Why you should care
Because you’re still not seeing double.
Dr. Bertalan Mesko is the Medical Futurist, a health care speaker and author of The Guide to the Future of Medicine and My Health: Upgraded.
The world was stunned when scientists revealed back in February 1997 that they had successfully cloned a tiny white animal several months earlier. Dolly the sheep — named after country music legend Dolly Parton — was nothing short of an international sensation. Few had dreamed before her arrival that science could produce a cloned mammal. But the success saw science fiction writers delve into the future of cloned societies, and governments drafted legislation to ward off ethically questionable developments. But what has happened since — and are we on the cusp of resuscitating a long-extinct species, Jurassic Park style?
When Dolly developed lung disease and had to be put down at age 6 — around 40 in human years — cloning fever cooled, along with dreams of human replicas. Fears surfaced that clones could not live as long as their originals due to underlying genetic abnormalities. Seventy countries subsequently banned human cloning, citing medical and ethical challenges, not to mention dystopian fears. There also proved to be zero commercial interest in human clones.
Even if it were possible to clone deceased loved ones, why would we?
So will it ever be possible for the uber-rich to clone themselves for spare body parts, like on The Island? Or for parents who lost children in tragic accidents to have replacements? Four years ago, Nobel Prize-winning British developmental biologist Sir John Gurdon said it was conceivable, but I’m not convinced. In the very distant future, where we have solved the ethical challenges (or completely ignored them), even if it were possible to clone deceased loved ones, why would we? After all, it would take the same years for the clones to grow up as for regular human beings. Getting a clone right away who’s the same age as you exists only in science fiction.
Either way, one thing is clear: Dolly’s legacy lives on. Last year, scientists proved that the early concerns about clones’ premature aging were wrong. Researchers reported that 13 cloned sheep, including four genomic copies of Dolly, are still in good shape at between 7 and 9 years old, the equivalent of 60 to 70 in human years. And while the first hype around Dolly led to fears about human reproductive cloning, the mainstream scientific community is currently focused more on cloning for therapeutic purposes.
There is a huge difference between the two. Reproductive cloning involves creating a genetically identical being, like Dolly or, hypothetically, a deceased relative, through somatic cell nuclear transfer. But in the case of therapeutic cloning, doctors would take a cell from a patient, put its nucleus into an enucleated egg and get the cell to begin dividing and multiplying in a lab dish, eventually producing specialized cells like neurons and pancreatic beta cells. This would enable researchers to study how these cells behave. But creating human cells through this method is incredibly difficult.

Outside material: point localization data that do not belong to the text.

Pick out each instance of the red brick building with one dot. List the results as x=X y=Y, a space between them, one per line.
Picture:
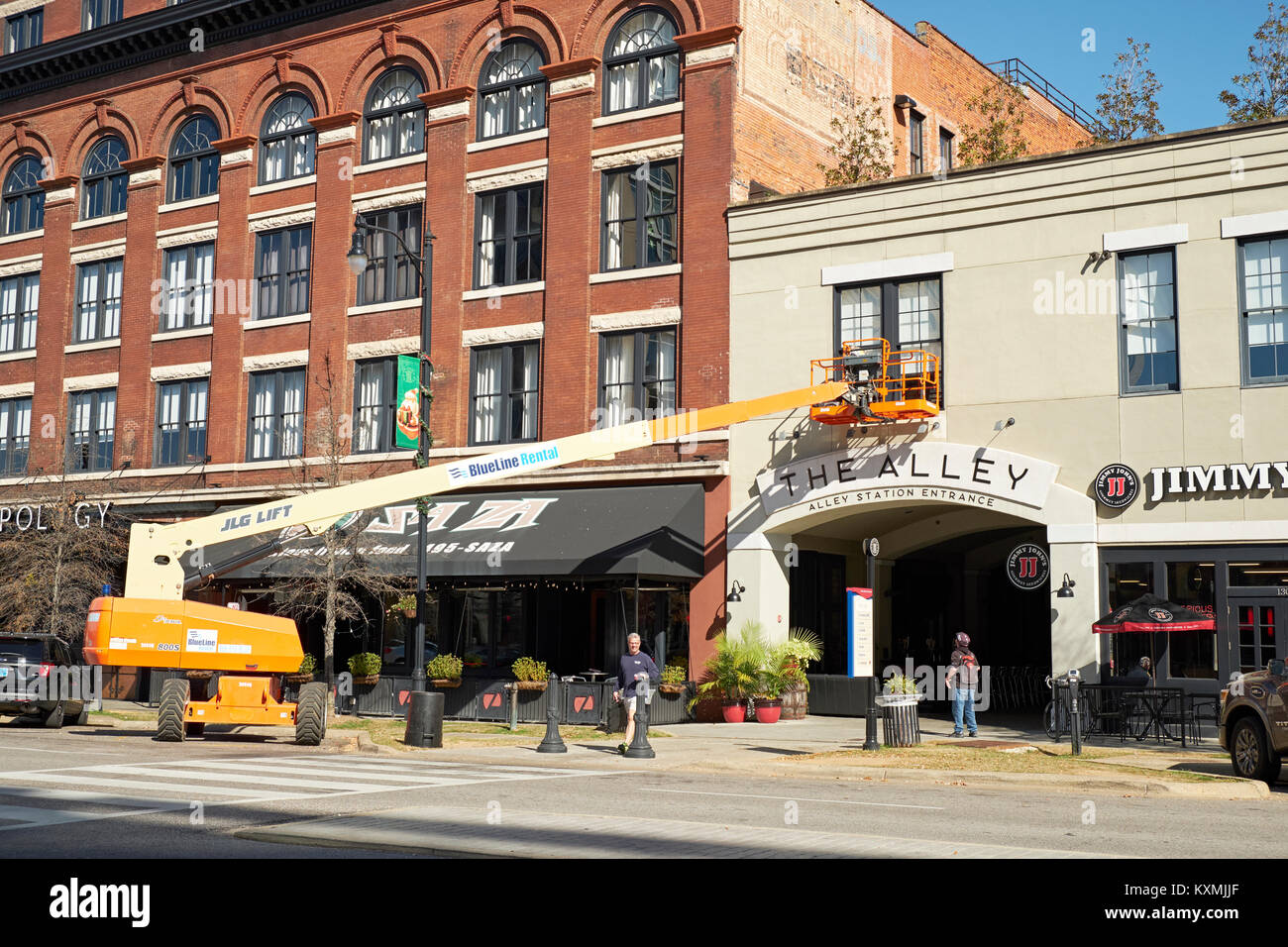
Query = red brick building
x=180 y=184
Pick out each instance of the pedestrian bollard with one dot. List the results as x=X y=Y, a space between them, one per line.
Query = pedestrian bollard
x=639 y=748
x=553 y=742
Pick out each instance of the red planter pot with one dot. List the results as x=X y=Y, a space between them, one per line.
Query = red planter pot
x=734 y=712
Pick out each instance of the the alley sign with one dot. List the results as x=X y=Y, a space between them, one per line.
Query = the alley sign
x=34 y=518
x=932 y=472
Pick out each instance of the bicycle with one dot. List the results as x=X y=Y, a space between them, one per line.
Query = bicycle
x=1057 y=714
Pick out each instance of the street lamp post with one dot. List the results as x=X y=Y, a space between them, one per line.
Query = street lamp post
x=424 y=263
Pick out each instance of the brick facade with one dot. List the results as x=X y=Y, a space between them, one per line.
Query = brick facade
x=734 y=128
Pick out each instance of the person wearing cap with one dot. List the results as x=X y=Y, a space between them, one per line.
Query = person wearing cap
x=630 y=671
x=965 y=669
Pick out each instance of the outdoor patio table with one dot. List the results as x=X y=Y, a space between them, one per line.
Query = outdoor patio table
x=1155 y=702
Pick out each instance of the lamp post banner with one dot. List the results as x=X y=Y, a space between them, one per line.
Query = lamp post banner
x=939 y=472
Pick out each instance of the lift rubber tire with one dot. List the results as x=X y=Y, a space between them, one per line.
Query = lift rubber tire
x=53 y=719
x=310 y=714
x=174 y=705
x=1250 y=754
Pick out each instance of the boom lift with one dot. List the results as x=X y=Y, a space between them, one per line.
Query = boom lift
x=154 y=626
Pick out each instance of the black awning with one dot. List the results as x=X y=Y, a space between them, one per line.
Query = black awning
x=653 y=531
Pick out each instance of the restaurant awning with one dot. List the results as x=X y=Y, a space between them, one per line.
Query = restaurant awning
x=622 y=531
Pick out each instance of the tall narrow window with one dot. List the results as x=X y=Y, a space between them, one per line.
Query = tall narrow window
x=287 y=142
x=511 y=90
x=193 y=159
x=1263 y=269
x=642 y=62
x=275 y=415
x=181 y=421
x=98 y=300
x=24 y=197
x=509 y=236
x=282 y=272
x=915 y=124
x=503 y=394
x=24 y=30
x=187 y=298
x=375 y=399
x=640 y=211
x=91 y=431
x=14 y=436
x=390 y=273
x=394 y=118
x=638 y=376
x=20 y=302
x=945 y=150
x=1147 y=307
x=104 y=182
x=95 y=13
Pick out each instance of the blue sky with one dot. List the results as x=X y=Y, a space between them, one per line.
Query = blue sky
x=1194 y=47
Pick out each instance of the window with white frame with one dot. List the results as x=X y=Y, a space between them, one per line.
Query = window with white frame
x=640 y=214
x=1147 y=307
x=282 y=261
x=375 y=399
x=20 y=303
x=14 y=436
x=638 y=375
x=503 y=393
x=188 y=287
x=642 y=62
x=180 y=436
x=511 y=90
x=507 y=228
x=1262 y=272
x=275 y=424
x=90 y=431
x=98 y=300
x=394 y=118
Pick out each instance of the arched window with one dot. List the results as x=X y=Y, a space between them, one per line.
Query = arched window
x=24 y=197
x=286 y=141
x=642 y=62
x=193 y=161
x=395 y=118
x=511 y=90
x=103 y=182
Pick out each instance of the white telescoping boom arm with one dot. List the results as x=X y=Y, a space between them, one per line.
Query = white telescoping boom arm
x=155 y=570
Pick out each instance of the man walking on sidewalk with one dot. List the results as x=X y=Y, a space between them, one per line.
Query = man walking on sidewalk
x=630 y=669
x=965 y=669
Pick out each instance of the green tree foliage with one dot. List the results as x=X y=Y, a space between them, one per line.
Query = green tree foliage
x=996 y=128
x=1128 y=105
x=862 y=151
x=1262 y=93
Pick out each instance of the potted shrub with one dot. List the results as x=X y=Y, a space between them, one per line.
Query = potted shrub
x=733 y=672
x=802 y=647
x=898 y=701
x=674 y=678
x=365 y=668
x=445 y=671
x=531 y=674
x=305 y=674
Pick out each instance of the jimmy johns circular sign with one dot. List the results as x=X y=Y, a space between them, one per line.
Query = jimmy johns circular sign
x=1028 y=566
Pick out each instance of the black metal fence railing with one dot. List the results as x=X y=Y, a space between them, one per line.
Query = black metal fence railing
x=1016 y=69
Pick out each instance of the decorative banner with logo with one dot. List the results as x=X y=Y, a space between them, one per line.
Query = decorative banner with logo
x=858 y=660
x=1028 y=567
x=407 y=415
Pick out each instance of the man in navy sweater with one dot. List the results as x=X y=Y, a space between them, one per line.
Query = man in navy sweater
x=630 y=669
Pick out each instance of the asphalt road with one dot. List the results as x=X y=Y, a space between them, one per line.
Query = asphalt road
x=103 y=792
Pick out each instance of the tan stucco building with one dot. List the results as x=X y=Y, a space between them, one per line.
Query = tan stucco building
x=1112 y=305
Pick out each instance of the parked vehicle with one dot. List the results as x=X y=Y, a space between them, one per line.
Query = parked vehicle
x=35 y=667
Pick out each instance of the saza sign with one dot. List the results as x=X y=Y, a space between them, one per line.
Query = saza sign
x=936 y=472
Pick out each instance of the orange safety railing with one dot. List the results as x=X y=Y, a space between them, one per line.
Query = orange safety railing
x=888 y=385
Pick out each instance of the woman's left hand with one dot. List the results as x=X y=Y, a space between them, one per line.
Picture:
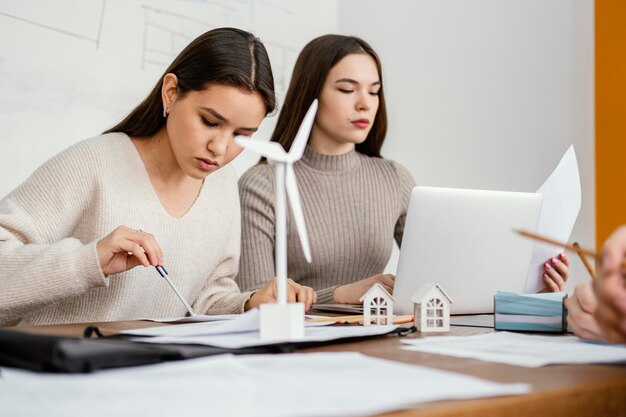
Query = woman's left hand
x=295 y=293
x=556 y=273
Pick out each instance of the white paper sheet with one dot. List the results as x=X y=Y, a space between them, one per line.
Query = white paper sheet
x=235 y=323
x=198 y=318
x=559 y=210
x=250 y=339
x=295 y=385
x=520 y=349
x=246 y=322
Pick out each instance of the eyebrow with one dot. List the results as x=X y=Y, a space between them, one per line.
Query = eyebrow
x=217 y=115
x=351 y=81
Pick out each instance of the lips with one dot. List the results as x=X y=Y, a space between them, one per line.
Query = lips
x=206 y=164
x=361 y=123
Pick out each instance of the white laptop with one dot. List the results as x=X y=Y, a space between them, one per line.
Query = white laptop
x=464 y=240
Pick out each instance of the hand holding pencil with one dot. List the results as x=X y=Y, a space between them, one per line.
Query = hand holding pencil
x=610 y=287
x=601 y=314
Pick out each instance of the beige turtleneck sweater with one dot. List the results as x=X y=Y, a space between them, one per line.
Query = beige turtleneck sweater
x=49 y=227
x=354 y=206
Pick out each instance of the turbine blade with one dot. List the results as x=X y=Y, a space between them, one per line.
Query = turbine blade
x=296 y=209
x=299 y=142
x=270 y=150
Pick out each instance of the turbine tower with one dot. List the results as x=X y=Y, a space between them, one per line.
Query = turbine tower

Three years ago, Dieter Egli and his research group at the New York Stem Cell Foundation used a variation on the Dolly recipe to create the first disease-specific cell lines from a patient suffering from Type 1 diabetes. The donor’s DNA plus a DNA-free egg produced a line of cells Egli is using to grow insulin-producing beta cells that match the donor precisely, minimizing chances of rejection. And this is where Dolly deserves the most credit: Thanks to her, scientists have been able to start focusing on reprogramming adult cells and trying to turn them into functioning cells, like diabetes-curing beta cells. They’re not quite there yet, but promising progress is being made.
I believe this is one of the most probable future medical uses of cloning. People with heart disease, Alzheimer’s and diabetes can soon expect a medical breakthrough involving cloned stem cells, from which new and healthy tissues could be grown. Nevertheless, cloning will also be used as a molecular biology method more and more in biotechnology and for developing new pharmaceuticals. As an example, it is possible to grow cells from a cow that produces large amounts of milk and insert a gene into the DNA of these cells that codes for a drug or even a vaccine. Transferring the nucleus from one of these cells to a cow egg could result in a cow that produces the drug in its milk.
Also, hope remains when it comes to animal cloning. Dolly not only had a significant impact on medicine, but she provided hope for endangered species, too. In 2001, scientists cloned a gaur, aka Indian bison, and in 2003, a clone species of wild ox was born. Although both died within days, efforts for successfully cloning threatened species, like giant pandas, are still under way.
While I do not believe that long-extinct species will see revivals, or that clones will (or should) walk among us, I do believe that cloning — much like the revolutionary gene-editing method called CRISPR — has the potential to positively affect the future of humanity.